Couple days ago I wanted to do a stir fry with chicken as a the main dish, rather than stir fry as a side, but didn’t feel like something as sweet as my Sesame Stir Fry or a recipe which required quite so much time/effort to cook the chicken as the Simple Chicken Stir Fry. So I made something up. It’s an easy recipe — just throw the chicken and marinade ingredients together, mix up some sauce, cook the chicken, add vegetables, and then pour the sauce on at the last minute. I ground some peppercorns over it to make it look pretty and so I could call it pepper chicken. Enjoy!
Quick Pepper-Chicken Stir Fry
1 pound boneless skinless chicken breast
1/2 teaspoon baking soda
1/2 teaspoon sesame oil
1 Tablespoon soy sauce
1 Tablespoon rice wine
Cut up chicken into bite-sized cubes and place in a bowl. Add marinade ingredients, and stir. Let sit for 15 minutes.
2 Tablespoons tapioca starch
2 Tablespoons rice wine
3 Tablespoons soy sauce
1 Tablespoon honey
1/2 teaspoon fresh grated ginger
1/2 teaspoon sesame seeds
1/4 teaspoon red pepper flakes
Mix tapioca starch with rice wine in a small bow. Add other sauce ingredients and set aside.
2 Tablespoons cooking oil
3-4 cups chopped vegetables (such as zucchini, snow peas, broccoli, carrots, cauliflower, and/or cabbage)

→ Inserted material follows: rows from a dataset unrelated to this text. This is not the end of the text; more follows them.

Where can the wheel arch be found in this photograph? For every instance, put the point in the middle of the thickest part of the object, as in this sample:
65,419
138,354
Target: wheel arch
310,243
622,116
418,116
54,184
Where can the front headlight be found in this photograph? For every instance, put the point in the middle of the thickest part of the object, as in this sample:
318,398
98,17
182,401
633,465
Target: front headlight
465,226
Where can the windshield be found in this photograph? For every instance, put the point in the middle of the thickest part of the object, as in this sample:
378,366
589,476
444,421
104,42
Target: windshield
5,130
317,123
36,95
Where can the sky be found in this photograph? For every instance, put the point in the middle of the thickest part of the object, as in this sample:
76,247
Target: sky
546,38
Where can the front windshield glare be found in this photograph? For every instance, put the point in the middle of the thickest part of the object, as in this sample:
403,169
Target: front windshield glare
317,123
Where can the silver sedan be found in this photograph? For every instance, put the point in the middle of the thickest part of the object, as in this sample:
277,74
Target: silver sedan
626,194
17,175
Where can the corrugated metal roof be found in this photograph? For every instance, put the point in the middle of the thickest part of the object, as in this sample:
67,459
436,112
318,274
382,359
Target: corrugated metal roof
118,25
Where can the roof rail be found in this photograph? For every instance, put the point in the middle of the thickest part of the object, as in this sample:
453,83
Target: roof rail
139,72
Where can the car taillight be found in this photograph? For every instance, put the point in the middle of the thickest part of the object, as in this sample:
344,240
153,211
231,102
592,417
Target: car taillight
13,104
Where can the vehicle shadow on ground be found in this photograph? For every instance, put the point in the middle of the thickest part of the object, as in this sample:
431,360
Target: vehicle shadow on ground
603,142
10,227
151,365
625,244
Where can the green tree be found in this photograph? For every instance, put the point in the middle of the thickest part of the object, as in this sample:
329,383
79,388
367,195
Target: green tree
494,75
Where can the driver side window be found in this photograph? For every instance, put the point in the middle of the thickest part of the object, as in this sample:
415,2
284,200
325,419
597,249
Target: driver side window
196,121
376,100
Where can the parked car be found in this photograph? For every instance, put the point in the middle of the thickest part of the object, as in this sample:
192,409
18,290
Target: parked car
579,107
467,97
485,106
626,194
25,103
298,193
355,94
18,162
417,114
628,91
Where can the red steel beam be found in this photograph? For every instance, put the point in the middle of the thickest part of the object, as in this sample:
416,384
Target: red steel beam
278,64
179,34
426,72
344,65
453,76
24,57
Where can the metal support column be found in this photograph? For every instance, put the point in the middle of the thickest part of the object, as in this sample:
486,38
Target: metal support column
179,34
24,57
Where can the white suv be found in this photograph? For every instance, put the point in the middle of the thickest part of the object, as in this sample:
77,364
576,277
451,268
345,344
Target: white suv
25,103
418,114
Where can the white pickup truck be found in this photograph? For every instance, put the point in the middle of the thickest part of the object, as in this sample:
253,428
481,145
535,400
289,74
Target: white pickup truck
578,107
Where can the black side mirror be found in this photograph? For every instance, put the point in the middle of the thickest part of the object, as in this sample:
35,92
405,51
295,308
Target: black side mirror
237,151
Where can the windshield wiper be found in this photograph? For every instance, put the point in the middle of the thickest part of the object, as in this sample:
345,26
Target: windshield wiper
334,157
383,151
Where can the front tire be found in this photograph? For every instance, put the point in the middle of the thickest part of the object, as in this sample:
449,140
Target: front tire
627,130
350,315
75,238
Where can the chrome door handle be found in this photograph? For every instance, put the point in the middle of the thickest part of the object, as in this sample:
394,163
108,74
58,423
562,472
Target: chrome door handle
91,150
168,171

fresh-ground black pepper corns
Heat oil in a wok or deep skillet over medium-high heat. Add chicken and stir fry until cooked through. Add chopped vegetables and stir fry until they are tender but not so soft they become mushy. Add sauce, and stir (it will thicken quickly). Removed from heat and grind peppercorns over the stir-fry. Serve with rice.